Ce témoignage conforte hélas une intuition collective selon laquelle nos marchés locaux sont massivement inondés de produits de mauvaise qualité. Les méfaits de la porosité de nos frontières sont multiples et dévastateurs, en particulier sur les plans économique et sanitaire. D’un point de vue socio-économique, cette ouverture à tous les vents à des produits étrangers à bas coût affaiblit les filières locales de production déjà fragilisées par d’autres facteurs endogènes. En outre, ces produits périmés, bourrés d’additifs et d’édulcorants (les fameux E sur les étiquettes ou les boîtes de conserve) ont un impact négatif sur la santé des populations tout comme d’ailleurs l’importation des médicaments.

Il est urgent que les pouvoirs publics, les acteurs de la société civile ainsi que les chercheurs dans différentes disciplines (médecine, épidémiologie, chimie, agronomie, économie, anthropologie médicale et de la santé…) se mobilisent de manière concertée pour faire face à ce qu’il convient d’appeler, à juste titre, un scandale sanitaire. A court terme, il faut renforcer les contrôles douaniers à nos frontières, notamment terrestres et maritimes sur tous les produits comestibles. Ce contrôle doit être double. D’une part, mobiliser une expertise locale en matière de contrôle de qualité ou à défaut solliciter une collaboration étrangère dans ce domaine. Cela y va de notre survie. Plus généralement, réfléchir à doter des cursus de formation en chimie ou en ingénierie alimentaire des compétences en matière de contrôle de qualité. Parallèlement, cette démarche doit être accompagnée de mesure de lutte contre la corruption d’agents véreux et leurs complices qui bidouillent les codes douaniers. La justice doit être implacable contre toutes les filières de corruption.

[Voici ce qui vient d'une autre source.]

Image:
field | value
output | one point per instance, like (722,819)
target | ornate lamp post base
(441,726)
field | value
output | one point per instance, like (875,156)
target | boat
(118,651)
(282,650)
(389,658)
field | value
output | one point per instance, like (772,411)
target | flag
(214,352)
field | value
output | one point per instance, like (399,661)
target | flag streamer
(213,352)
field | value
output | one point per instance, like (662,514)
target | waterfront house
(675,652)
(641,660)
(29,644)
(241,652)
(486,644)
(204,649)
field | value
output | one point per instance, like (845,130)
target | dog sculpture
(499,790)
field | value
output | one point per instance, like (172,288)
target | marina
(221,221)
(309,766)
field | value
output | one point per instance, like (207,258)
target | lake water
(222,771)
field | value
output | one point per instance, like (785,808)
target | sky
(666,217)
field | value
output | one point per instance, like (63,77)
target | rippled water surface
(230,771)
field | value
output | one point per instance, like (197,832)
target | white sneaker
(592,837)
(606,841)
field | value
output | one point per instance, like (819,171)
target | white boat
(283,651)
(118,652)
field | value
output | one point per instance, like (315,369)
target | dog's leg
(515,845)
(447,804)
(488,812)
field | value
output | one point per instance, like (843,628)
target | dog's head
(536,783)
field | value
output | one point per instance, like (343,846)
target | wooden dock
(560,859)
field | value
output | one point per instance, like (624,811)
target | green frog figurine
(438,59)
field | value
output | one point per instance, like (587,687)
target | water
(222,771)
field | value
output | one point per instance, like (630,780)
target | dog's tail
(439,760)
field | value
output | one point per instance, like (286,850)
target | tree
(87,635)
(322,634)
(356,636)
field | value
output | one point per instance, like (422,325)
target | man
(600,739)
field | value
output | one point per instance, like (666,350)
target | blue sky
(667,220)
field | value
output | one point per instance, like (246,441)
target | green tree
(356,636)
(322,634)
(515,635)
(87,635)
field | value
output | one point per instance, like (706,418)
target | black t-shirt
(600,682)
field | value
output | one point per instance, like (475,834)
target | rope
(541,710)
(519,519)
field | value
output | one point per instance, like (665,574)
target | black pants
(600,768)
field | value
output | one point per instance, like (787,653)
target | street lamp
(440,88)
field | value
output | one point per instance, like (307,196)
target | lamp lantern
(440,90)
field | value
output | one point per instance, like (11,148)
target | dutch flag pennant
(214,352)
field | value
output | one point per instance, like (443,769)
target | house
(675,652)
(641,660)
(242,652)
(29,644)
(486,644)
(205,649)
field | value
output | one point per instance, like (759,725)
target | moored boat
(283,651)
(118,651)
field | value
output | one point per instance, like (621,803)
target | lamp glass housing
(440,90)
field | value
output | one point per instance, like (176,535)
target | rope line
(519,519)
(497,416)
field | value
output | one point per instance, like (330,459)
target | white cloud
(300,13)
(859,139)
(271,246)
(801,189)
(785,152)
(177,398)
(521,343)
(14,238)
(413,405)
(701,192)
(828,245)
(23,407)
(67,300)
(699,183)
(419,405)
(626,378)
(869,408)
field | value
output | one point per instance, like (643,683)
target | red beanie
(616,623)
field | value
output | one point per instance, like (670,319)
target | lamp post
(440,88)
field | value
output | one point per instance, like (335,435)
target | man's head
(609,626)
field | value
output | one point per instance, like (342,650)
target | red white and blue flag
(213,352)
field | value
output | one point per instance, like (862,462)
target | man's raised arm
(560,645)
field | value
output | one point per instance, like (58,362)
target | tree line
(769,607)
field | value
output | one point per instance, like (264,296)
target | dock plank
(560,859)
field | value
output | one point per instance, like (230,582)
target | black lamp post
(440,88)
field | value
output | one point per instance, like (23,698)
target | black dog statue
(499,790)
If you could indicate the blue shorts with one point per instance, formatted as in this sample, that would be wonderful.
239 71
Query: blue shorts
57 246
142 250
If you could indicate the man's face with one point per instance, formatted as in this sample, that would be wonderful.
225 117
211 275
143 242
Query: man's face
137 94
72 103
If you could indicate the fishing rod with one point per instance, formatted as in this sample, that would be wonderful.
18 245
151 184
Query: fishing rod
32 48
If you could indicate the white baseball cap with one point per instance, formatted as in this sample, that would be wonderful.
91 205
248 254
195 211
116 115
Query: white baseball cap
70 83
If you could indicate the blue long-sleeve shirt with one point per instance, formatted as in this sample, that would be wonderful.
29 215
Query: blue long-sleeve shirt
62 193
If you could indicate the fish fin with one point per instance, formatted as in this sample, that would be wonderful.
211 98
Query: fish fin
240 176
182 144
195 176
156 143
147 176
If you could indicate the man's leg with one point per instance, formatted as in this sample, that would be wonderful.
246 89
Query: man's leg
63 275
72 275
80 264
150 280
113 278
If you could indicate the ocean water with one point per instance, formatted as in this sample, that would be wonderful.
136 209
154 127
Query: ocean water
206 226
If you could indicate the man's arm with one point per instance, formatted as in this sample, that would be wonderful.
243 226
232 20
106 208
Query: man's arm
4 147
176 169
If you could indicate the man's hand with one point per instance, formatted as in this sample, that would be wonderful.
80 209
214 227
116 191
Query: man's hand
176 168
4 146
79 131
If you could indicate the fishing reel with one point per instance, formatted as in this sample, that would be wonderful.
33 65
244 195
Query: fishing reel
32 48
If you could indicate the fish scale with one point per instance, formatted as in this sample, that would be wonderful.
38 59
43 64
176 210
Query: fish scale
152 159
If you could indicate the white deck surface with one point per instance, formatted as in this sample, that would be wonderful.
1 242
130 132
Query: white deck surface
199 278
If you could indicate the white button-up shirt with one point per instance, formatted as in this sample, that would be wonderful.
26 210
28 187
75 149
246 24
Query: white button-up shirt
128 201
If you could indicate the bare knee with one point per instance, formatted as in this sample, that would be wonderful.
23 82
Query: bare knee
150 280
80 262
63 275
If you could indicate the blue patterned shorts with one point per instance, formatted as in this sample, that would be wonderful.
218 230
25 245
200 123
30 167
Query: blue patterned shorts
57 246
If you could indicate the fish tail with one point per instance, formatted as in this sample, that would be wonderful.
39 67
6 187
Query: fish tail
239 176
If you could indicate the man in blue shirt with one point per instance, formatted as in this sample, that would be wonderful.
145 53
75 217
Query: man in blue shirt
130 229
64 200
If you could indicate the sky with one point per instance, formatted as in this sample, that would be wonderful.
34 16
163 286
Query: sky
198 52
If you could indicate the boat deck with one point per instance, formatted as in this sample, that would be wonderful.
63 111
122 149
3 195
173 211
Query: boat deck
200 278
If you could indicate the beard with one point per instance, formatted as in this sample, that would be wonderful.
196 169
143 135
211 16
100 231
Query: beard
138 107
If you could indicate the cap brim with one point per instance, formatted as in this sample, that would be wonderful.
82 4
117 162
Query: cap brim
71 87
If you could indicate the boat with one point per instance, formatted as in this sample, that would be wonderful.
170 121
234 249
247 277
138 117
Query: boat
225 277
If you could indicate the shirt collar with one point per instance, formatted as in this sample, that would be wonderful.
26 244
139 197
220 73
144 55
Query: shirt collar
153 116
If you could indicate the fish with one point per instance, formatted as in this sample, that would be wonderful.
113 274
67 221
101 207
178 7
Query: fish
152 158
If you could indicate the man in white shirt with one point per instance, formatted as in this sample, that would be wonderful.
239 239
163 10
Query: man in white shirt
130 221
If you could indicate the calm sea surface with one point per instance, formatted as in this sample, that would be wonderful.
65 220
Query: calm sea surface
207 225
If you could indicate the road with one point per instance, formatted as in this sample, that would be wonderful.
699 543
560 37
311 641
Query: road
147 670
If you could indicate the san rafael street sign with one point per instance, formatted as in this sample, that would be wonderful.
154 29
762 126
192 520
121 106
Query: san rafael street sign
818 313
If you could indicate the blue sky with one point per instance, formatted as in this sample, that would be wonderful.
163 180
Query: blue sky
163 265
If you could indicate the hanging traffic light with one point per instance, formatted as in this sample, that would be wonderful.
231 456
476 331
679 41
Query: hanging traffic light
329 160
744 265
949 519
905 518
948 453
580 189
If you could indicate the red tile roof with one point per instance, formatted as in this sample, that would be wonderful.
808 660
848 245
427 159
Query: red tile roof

Tout cet arsenal administratif et juridique doit être corrélé aux campagnes d’éducation à la santé et à une sensibilisation en faveur d’une alimentation équilibrée. La question alimentaire en Guinée est cruciale. Il faut de manière macro, créer les conditions d’une autosuffisance alimentaire en travaillant sur les structures de production et en organisant les coopératives de producteurs locaux. Vaste sujet. Par-delà l’accès à la nourriture pour tous, c’est surtout la surconsommation du gras et du sucré, majoritairement réservée à une classe moyenne en Guinée qui pose aussi des problèmes de santé. Celle-ci, en raison d’un pouvoir d’achat plus élevé que la moyenne, s’offre des produits à fort taux de lipides avec une fréquence de consommation problématique. Il n’est pas aberrant de penser qu’il y a un lien étroit entre la prévalence élevée, entre autres, du diabète et de l’hypertension dans cette frange de la population et les comportements alimentaires – même si je ne sache pas qu’il existe une étude épidémiologique sérieuse à ce sujet –. Les autres facteurs associés qui sont incriminés à cet effet sont la sédentarité et la quasi absence de culture d’activités sportives régulières.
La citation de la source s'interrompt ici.